Por la tarde recibí una llamada de A. y me informó de un incidente que, desgraciadamente, había protagonizado Q. Recogí a Q. de su entrenamiento y de camino a casa le pregunté cómo le había ido. Su cara, normalmente alegre, cambió el gesto (reconozco que en ese momento no me acordaba de la llamada de A.) y empezó a contarme.

(Desde que he empezado a escribir esta entrada, me he levantado ya varias veces porque JP y S están "jugando")

A lo que iba, la respuesta de Q. fue:

"Bueeeeno, el Sr. X me ha castigado ... ¡pero no sé por qué!"

Yo: "¿Cómo que no sabes por qué? ¿Algo habrás hecho, no?"

Q.: "Noooo, de verdad. Unos niños se habían subido a un tejado que era muy bajo y el Sr. X les castigó ... y ... como yo estaba allí, a mí también."

Yo: "¡Hombre, Q.! ¿tú también te habrías subido, no?"

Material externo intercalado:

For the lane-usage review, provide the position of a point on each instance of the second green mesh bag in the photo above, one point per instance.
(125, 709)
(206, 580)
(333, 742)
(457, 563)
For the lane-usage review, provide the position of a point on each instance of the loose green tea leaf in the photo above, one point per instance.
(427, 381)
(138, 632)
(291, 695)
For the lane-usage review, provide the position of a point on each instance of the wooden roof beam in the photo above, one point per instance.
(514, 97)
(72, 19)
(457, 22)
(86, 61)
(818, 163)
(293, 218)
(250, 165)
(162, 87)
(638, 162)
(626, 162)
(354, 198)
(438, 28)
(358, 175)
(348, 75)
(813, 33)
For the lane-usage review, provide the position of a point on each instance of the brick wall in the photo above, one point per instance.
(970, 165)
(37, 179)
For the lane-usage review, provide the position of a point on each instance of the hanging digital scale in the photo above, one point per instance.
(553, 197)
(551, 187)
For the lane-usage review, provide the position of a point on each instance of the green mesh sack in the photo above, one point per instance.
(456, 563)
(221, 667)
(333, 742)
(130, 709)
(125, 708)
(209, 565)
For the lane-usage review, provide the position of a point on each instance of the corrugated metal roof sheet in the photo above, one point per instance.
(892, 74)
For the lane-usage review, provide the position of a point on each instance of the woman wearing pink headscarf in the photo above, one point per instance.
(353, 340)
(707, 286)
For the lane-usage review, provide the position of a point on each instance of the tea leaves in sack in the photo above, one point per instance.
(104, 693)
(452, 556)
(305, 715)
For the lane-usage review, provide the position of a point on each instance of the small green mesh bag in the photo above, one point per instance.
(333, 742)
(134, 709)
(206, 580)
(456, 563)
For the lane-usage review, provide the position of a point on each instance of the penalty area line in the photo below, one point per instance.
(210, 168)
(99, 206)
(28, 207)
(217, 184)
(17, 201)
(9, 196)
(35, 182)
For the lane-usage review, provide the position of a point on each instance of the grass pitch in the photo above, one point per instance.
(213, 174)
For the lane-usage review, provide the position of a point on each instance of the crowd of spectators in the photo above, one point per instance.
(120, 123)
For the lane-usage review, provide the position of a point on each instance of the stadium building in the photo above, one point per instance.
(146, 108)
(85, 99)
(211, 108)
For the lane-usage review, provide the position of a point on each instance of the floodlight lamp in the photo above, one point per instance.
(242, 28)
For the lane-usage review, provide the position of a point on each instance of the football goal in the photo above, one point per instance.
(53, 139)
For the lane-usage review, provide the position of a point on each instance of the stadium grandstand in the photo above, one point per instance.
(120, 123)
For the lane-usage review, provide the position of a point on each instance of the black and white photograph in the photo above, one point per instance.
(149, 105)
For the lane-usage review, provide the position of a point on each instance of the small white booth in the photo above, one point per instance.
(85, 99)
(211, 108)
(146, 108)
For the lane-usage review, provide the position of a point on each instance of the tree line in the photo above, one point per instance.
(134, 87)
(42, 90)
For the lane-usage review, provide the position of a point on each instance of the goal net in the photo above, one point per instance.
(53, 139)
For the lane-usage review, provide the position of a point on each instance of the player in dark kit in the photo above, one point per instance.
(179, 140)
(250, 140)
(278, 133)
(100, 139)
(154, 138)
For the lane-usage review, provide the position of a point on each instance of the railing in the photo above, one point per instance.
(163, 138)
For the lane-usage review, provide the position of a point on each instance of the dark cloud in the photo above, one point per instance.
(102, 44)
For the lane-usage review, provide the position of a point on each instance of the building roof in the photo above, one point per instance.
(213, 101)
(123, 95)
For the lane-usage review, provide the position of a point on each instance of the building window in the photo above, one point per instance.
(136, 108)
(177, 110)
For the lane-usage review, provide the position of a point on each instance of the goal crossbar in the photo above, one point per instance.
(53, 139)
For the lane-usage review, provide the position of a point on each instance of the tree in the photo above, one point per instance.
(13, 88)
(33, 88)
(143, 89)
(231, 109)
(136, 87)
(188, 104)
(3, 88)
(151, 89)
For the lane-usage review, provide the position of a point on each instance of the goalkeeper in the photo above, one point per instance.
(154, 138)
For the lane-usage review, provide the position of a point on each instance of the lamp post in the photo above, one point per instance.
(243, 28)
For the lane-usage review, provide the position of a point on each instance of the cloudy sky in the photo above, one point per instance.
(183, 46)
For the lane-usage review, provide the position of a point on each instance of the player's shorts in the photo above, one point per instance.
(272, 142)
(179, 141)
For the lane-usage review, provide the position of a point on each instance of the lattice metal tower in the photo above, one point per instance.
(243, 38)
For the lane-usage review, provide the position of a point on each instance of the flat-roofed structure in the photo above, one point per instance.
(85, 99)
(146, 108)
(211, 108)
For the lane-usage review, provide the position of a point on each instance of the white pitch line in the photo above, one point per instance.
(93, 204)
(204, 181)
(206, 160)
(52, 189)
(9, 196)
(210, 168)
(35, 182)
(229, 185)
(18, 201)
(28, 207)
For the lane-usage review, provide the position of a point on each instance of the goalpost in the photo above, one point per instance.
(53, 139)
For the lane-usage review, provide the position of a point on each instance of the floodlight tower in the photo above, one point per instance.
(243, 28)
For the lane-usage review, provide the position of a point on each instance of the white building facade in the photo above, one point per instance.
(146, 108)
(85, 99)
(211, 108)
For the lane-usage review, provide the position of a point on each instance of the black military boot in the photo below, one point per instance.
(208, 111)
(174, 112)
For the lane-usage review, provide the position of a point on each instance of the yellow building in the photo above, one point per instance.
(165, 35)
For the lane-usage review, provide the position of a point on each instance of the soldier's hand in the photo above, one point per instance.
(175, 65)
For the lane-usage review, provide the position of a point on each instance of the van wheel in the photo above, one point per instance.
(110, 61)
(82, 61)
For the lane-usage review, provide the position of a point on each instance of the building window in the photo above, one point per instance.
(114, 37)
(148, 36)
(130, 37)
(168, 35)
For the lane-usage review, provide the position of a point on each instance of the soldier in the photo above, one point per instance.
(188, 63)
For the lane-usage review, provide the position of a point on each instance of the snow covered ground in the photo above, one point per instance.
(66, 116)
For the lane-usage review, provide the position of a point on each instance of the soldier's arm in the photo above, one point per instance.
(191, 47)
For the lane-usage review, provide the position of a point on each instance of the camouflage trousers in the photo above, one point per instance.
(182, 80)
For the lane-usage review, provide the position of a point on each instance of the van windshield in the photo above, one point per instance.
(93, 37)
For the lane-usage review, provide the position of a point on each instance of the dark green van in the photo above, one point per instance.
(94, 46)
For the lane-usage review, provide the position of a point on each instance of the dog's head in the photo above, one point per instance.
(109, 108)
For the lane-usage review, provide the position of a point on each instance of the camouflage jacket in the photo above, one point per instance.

Q.: "No, de verdad. Cuando me dijo que yo también estaba castigado, le dije que no había subido, pero no me hizo caso, entonces nos mandó a un árbol"

Yo: "¿Y?"

Q.: "Como nos aburríamos, empezamos a tirar piedras a un bote y ... sin querer, no sé cómo ... le di a X."

Yo: "¿Cómo que le diste a X. sin querer? ¿Estaba al lado del bote?"

Q.: "No"

Yo: "¿Entonces?"

Q.: "No sé"

Yo: "Y ... ¿dónde le diste?"

Q.: "... en la cabeza"

Yo: "No te oigo, ¡¡¡¿dónde?!!!"

Q.: "En la cabeza"

Yo: "¿Le has abierto la cabeza a X.?"

Q.: ", pero sólo le salió un poco de sangre"

No sé qué cara puse y, a continuación, sonriendo y con la mayor naturalidad del mundo, me dice "¡Y todo lo demás, muy bien!"

No sé si es del todo consciente, nos toma el pelo o es la visión que un niño de 9 años tiene sobre ciertos actos y sus consecuencias. No había en él ni un atisbo de culpabilidad.

A. llamó dos veces a la madre del pobre X. para interesarse sobre su estado. Al final no ha habido que cogerle ningún punto.